Estimation of leaf area (LA) in plants is considered a critical parameter in many scientific fields such as plant growth, agricultural productivity, ecosystem dynamics, and climate change studies [8–10]. Leaf area is a fundamental growth indicator that directly affects the photosynthetic capacity, transpiration rates, and biomass of the plant [11]. Leaf area is directly related to photosynthetic efficiency and growth rates. Leaf area width determines biomass increase by affecting the light capture capacity and carbon assimilation rates of the plant [12]. Plant parameters such as specific leaf area (SLA) and leaf mass area (LMA) provide information about water use, drought tolerance, and growth rate of the plant [13]. Leaf area is an important indicator for yield estimation and plant health monitoring in agricultural production. Leaf area width can lead to higher crop production by increasing photosynthetic efficiency. Furthermore, accurate calculation of leaf area index (LAI) in plants allows optimization of irrigation and fertilization strategies [14]. Plant water use and evaporation-transpiration processes depend on leaf area. Plants with large leaf areas may lose more water, while species with small leaf areas may be more tolerant of drought conditions. Thus, leaf area measurements are used in planning agricultural irrigation programs and improving water use efficiency [15]. On the other hand, a decrease in leaf area may be a sign of disease, pest infestation, nutrient deficiency, or environmental stresses. Monitoring the change in leaf area over time is an important tool for the early detection of plant diseases and the development of intervention strategies [8]. In ecosystem studies, the leaf area index (LAI) is used to determine how much carbon plants can sequester from the atmosphere and how much biomass they can create through photosynthesis. In forest ecosystems, LAI calculations are a critical variable for modeling the carbon cycle and the effects of climate change [16,17]. Leaf area estimation is a vital variable in many areas such as plant growth, agricultural productivity, water management, plant health, ecosystem dynamics, and precision agriculture practices. Scientific studies show that accurate calculation of leaf area index improves agricultural management, contributes to climate change models, and is critical to understanding ecological processes [18].

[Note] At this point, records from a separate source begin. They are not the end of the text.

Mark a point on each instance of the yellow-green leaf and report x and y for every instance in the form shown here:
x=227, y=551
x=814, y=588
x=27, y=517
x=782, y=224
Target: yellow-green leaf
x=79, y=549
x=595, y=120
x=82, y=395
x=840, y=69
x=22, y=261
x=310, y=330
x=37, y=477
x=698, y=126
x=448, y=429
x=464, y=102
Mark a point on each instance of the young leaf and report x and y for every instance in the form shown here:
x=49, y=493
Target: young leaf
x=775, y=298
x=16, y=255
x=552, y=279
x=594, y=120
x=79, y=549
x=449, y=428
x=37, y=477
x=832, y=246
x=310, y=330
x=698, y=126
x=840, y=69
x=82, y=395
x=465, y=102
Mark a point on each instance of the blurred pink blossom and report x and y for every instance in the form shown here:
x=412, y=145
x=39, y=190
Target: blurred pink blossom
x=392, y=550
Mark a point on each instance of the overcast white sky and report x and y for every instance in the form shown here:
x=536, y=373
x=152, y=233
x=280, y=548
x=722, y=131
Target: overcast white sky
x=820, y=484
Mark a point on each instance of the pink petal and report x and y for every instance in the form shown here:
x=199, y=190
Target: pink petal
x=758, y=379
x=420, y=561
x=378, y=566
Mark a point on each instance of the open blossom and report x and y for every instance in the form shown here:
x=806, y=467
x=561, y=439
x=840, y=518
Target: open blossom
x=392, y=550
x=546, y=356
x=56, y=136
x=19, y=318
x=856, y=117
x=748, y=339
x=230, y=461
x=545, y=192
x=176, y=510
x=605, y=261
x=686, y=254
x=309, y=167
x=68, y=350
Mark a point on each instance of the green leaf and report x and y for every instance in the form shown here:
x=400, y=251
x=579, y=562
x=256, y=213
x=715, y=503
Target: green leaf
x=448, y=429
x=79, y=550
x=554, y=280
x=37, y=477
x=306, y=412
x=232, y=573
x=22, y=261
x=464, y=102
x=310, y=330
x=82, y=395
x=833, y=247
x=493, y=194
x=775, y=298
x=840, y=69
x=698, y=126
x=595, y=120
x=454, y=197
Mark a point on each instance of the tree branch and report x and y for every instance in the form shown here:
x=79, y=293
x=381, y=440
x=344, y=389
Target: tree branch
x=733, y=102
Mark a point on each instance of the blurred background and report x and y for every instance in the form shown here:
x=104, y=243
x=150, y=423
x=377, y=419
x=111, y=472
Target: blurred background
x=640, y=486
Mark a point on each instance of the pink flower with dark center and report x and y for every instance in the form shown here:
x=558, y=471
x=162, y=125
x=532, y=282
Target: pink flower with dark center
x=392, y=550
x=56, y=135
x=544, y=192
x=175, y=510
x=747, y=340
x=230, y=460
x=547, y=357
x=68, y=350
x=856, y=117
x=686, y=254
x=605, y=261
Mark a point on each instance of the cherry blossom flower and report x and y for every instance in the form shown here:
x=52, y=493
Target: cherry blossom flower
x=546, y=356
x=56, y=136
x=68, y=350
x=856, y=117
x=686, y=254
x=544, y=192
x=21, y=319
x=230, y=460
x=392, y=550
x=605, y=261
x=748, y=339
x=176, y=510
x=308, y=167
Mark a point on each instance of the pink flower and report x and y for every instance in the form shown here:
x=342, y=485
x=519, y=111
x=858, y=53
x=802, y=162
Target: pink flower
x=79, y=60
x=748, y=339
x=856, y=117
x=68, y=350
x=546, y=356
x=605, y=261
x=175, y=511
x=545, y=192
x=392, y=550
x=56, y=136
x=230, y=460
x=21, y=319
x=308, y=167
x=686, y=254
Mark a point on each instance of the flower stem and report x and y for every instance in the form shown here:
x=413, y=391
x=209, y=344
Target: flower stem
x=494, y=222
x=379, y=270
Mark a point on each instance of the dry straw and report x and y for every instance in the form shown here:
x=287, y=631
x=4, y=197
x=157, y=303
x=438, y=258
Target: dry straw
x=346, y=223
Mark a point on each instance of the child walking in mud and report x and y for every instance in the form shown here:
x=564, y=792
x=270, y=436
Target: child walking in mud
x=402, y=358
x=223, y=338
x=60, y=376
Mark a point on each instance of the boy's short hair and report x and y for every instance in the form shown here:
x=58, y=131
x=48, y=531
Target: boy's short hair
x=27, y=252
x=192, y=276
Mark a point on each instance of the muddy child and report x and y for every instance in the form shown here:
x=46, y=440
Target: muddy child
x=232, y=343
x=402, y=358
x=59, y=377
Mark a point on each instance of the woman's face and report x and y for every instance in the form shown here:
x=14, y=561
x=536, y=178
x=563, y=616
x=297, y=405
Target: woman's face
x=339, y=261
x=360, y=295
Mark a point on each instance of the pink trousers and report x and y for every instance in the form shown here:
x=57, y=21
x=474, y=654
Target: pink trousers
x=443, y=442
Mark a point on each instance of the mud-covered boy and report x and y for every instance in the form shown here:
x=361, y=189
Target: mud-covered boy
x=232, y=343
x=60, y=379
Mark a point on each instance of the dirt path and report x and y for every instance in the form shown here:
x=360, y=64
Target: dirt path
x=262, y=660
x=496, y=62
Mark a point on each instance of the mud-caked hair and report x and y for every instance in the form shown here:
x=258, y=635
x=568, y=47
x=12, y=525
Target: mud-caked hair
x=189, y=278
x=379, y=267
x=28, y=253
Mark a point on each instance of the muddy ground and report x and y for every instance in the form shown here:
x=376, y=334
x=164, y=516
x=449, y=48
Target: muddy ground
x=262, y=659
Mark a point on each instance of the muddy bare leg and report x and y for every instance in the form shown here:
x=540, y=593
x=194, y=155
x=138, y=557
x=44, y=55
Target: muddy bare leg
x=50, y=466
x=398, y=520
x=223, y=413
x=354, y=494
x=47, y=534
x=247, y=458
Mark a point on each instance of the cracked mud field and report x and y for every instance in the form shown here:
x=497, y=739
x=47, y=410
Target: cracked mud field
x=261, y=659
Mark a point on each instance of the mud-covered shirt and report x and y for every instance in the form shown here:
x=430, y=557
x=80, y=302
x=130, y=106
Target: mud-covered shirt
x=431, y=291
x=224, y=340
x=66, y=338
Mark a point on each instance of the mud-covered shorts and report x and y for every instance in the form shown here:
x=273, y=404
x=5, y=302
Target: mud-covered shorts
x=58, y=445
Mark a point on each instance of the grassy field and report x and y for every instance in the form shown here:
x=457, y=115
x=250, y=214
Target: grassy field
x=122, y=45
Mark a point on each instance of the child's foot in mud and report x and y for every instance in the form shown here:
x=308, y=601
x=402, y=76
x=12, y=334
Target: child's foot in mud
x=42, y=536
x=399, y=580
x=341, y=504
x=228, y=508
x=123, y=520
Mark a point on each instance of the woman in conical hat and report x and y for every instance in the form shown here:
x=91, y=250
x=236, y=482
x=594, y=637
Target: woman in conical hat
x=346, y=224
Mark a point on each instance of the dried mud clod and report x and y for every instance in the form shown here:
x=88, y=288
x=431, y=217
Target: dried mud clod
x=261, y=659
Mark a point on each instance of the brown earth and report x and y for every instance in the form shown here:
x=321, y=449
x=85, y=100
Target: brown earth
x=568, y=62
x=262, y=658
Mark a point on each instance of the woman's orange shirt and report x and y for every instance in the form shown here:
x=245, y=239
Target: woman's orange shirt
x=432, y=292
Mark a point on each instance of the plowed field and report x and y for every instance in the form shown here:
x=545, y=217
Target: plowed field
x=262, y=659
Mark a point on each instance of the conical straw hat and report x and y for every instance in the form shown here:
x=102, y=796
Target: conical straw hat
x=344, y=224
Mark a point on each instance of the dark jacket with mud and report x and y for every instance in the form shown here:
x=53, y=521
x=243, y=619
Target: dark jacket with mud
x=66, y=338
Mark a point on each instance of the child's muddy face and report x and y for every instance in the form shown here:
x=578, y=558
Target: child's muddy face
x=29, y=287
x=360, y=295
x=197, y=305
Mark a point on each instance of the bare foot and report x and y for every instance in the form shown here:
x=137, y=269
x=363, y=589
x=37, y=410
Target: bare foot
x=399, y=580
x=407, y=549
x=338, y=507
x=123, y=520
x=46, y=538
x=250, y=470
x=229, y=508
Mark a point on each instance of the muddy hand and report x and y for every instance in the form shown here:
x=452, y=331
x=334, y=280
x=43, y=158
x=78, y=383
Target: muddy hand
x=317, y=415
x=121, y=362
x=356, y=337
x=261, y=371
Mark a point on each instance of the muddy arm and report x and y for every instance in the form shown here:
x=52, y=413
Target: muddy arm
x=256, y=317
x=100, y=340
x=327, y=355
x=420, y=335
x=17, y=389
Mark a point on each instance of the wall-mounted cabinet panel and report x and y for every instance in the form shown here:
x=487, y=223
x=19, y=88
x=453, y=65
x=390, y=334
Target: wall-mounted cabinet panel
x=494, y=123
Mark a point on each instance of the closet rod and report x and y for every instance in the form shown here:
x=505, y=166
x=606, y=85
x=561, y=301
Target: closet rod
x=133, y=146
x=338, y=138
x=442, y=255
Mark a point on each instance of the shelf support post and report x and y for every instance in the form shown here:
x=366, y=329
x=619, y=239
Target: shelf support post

In recent years, innovative technologies such as hand-held scanners and laser optical devices have become widely used in leaf area (LA) measurements. Although these advanced technologies offer high accuracy, they are generally preferred for more specialized research rather than basic experiments due to their complex structures and high costs [19]. In contrast, indirect methods offer significant advantages such as lower cost, speed, practicality, and less labor requirement compared with direct measurements. In addition, they are widely used in agricultural research and ecophysiological studies, enabling precise estimations without damaging the plant [20].

Indirect methods are quite valuable for investigating the empirical relationships between leaf area (LA) estimation and leaf dimensions. In particular, lamina dimensions such as leaf length (L) and leaf width (W) are widely used variables in estimating LA [21,22]. Various studies have shown that linear leaf measurements correlate strongly with LA. In this direction, studies have been conducted on leaf area estimation in many fruit trees, such as apple [23–25], pear [26], peach [27], apricot [28], grape [29], strawberry [30], cherry [31], citrus [32], chestnut [33], hazelnut [34], kiwi [35], black walnut [36], walnut [20], and mango [37].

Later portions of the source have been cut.